Training for a Brevet & Double Century, Part 2

Training for a fast brevet or double century.

by Coach John Hughes

John Hughes is the author of Anti-Aging: 12 Ways to You Can Slow the Aging Process and of the book Distance Cycling. He has written 40 articles on training, nutrition, psychology and medical issues for RoadBikeRider.com. He is a veteran of Paris-Brest-Paris ’79, ’87, ’91, ’95, ’99, Boston-Montreal-Boston ’92 (course record), Rocky Mountain 1200 ’04, Furnace Creek 508 ’89 (course record) and ’93 (first place) and the Race Across America ’96. More about Coach Hughes.
© John Hughes, All Rights Reserved

[ Training for a   Pt. 1 Brevet or Double Century   |  Pt. 2 Fast Brevet or Double Century ]
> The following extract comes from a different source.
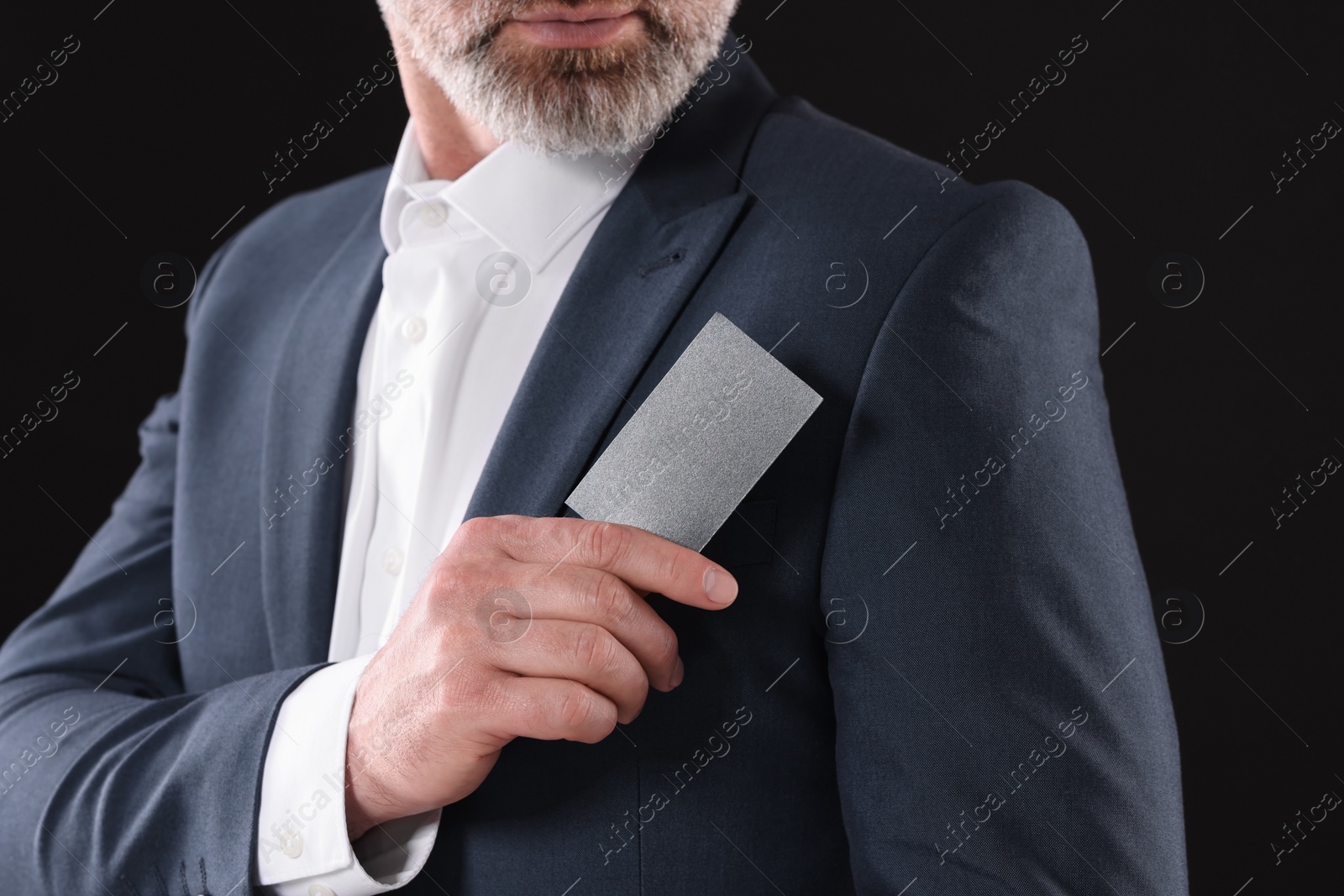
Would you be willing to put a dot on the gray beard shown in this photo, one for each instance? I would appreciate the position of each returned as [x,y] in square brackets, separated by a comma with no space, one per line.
[575,102]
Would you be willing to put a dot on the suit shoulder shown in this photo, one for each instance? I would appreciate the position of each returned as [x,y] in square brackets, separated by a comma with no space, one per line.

In the first article, I described how to train for a one-day event: the general principles and the training phases. What if you want to set a PR? Let’s look at how to train for a fast double or brevet.

Energy Systems
When we do a long ride, we use three different energy systems and we have to train each energy system differently. The systems are:

  • Fat-burning: at low to moderate intensities, we burn primarily stored body fat for fuel. Our endurance depends on how much body fat we have (usually not a problem!), our supply of the enzymes necessary to metabolize the fat, and our supply of mitochondria—where the enzymes metabolize the fat—within our muscles. We develop enzymes and mitochondria through long, slower rides.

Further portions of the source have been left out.